そしてすぐにクリシナがムラキを担いで安全な場所に送る。
「大丈夫小さな王様」
「う、うむ」
「ブライド!大丈夫か!もう奴隷は良いのか?」
「全身鎮静化させた。しばらくは動けねえよ」
「結局拘束じゃなくて気絶させることにしたの。私は可哀そうだと思ったから全部ブライドに任せたわ」
「そうなのか、それはよかった」
「というかあやつは何処に行ったのじゃ」
デビが首をかしげながらそんなことを言う。
たしかにいつの間にかニュートの姿が居ない。
「もしかして!」
すると突然リドルが門の外に出る。
「あっ!ザックが居ません!完全に逃げられましたね」
「奴隷たちは残してるみたいだな。
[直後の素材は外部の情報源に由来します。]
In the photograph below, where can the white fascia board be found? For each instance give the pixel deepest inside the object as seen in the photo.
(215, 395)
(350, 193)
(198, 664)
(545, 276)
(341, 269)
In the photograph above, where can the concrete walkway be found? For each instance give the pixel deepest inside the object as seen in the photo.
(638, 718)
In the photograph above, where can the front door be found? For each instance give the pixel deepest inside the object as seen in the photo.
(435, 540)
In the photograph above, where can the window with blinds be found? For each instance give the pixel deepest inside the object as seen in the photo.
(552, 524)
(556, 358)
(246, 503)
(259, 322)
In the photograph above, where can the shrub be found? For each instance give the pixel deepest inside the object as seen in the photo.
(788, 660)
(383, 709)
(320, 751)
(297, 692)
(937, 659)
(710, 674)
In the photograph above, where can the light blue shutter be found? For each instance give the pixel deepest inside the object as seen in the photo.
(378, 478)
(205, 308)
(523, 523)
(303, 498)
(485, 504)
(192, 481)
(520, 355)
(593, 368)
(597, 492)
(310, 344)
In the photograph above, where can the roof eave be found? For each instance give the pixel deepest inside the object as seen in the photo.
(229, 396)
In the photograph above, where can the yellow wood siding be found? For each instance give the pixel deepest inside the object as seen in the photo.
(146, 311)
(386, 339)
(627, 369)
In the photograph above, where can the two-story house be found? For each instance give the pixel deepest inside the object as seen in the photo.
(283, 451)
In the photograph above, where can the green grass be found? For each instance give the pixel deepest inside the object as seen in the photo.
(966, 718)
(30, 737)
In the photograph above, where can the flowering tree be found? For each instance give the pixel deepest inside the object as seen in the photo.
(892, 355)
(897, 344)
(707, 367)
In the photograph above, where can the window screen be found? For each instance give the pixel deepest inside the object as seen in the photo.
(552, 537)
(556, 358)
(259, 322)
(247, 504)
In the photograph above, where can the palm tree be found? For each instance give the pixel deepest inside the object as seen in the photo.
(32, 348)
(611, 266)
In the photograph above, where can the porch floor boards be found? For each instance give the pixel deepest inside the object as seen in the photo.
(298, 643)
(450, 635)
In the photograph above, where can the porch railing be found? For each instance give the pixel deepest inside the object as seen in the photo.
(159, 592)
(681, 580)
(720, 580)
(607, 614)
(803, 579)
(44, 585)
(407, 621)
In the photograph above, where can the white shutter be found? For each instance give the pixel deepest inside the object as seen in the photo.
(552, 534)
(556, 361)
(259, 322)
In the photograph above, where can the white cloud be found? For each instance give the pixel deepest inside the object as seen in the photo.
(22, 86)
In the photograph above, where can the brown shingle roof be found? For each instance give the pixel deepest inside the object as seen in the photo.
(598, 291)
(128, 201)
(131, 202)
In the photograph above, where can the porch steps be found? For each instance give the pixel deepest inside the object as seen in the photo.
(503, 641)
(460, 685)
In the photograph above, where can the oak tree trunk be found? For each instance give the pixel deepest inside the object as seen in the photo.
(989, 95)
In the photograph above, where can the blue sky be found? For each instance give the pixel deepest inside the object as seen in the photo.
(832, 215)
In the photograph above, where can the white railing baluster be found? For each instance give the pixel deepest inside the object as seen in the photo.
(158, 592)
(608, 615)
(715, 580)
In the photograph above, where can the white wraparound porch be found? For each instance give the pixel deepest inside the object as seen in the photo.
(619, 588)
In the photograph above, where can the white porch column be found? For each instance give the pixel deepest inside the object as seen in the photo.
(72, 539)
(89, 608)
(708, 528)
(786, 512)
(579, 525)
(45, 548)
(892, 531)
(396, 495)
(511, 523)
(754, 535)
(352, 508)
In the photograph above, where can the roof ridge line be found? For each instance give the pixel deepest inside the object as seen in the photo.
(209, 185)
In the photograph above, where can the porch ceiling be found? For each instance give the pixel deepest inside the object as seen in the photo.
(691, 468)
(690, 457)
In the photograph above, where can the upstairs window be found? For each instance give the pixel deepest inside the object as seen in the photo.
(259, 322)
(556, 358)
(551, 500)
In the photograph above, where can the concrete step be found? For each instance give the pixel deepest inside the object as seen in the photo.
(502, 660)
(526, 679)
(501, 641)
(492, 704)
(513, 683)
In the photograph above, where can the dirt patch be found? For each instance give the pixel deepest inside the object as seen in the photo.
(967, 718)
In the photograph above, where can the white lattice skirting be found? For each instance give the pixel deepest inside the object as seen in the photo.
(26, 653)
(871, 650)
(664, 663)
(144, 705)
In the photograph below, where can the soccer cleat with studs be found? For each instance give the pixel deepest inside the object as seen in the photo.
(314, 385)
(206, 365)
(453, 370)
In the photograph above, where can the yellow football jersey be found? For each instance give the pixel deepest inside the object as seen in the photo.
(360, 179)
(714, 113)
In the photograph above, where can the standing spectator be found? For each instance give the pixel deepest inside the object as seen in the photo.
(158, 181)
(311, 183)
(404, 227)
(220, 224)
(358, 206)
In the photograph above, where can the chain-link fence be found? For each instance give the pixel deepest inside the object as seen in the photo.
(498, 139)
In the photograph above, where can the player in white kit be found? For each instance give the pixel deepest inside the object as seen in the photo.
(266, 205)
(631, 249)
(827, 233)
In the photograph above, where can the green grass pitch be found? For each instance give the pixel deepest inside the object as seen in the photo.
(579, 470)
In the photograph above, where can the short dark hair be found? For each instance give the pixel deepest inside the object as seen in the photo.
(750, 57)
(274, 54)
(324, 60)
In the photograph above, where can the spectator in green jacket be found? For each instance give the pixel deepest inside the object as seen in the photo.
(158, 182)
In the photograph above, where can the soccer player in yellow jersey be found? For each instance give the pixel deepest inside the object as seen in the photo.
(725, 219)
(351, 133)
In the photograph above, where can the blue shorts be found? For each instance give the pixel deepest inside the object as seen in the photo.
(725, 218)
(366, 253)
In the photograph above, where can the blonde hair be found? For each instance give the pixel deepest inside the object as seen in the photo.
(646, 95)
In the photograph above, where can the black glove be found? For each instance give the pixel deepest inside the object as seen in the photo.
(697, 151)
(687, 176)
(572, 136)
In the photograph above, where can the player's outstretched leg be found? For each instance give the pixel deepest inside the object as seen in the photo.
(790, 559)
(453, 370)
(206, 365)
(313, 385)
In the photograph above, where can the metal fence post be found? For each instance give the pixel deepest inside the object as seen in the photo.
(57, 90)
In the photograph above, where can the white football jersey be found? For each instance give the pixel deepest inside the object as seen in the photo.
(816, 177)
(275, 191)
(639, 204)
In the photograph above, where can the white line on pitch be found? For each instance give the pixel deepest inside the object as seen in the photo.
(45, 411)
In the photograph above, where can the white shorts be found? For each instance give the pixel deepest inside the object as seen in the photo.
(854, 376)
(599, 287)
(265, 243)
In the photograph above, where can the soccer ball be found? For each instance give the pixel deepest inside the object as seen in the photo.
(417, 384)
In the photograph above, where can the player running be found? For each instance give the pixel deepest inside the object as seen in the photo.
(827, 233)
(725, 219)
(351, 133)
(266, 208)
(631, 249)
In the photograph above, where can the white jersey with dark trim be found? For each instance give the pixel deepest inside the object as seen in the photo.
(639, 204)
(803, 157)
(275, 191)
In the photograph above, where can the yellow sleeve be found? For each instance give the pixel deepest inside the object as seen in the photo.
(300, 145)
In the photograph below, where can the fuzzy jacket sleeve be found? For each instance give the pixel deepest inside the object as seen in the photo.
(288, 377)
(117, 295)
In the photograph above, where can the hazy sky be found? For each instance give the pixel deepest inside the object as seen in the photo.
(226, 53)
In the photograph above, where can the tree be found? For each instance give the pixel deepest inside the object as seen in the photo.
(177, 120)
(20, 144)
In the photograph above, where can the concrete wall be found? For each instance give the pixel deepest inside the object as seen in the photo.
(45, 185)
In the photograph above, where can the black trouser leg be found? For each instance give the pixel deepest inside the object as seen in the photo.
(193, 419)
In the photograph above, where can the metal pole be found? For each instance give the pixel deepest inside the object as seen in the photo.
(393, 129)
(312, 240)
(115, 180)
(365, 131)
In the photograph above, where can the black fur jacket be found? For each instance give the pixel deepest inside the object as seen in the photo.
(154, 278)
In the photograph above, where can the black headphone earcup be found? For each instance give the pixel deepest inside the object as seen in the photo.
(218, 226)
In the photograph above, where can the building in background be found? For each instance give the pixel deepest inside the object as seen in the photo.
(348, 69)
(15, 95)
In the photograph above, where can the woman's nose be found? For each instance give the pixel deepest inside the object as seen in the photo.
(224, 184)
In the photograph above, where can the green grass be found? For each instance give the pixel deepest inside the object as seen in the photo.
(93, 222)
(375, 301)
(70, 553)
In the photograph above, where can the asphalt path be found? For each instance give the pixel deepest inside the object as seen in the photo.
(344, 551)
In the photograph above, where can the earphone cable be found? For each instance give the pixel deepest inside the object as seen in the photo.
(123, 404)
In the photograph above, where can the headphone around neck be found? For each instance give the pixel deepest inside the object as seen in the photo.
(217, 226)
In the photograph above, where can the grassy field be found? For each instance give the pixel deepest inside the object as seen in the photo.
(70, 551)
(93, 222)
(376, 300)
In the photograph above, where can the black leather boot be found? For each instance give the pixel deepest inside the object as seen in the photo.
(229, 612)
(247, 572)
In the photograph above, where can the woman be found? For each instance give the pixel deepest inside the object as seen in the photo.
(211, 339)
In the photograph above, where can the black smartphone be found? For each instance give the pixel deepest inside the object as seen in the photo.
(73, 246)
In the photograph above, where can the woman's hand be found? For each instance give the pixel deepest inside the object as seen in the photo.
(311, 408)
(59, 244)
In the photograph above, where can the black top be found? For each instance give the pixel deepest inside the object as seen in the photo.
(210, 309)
すぐに回収してあいつらに直してもらえるか試してみるか」
その時町の人々がこちらに押し寄せてきた。
「王様!」
「王様!大丈夫ですか!」
「王様、あれは本当ですか!」
一気にムラキの方へと人々が集まり始める。
さっきまで城が壊されそうな時は王なんて気にせずに外に出ようとしてた癖に。
今じゃ尊敬のまなざしを向けてるし。
「こいつらを信用しろ。そうすれば全部うまくいく!」
「分かりましたムラキ様!」
「俺達はどうすればいいですか!」
ムラキの一言で俺達の方へと人が押し寄せる。
それをクリシナが上手くまとめて行った。
「お前にしては男気見せたな」
「俺は男木の塊のような奴だぞ。それに俺は王だ。民を導くのは俺の務めだからな!」
「へっ直ぐに調子になる所は変わらないな。だけど少しは見直した」
こうしてザック達の奇襲は終わりを告げた。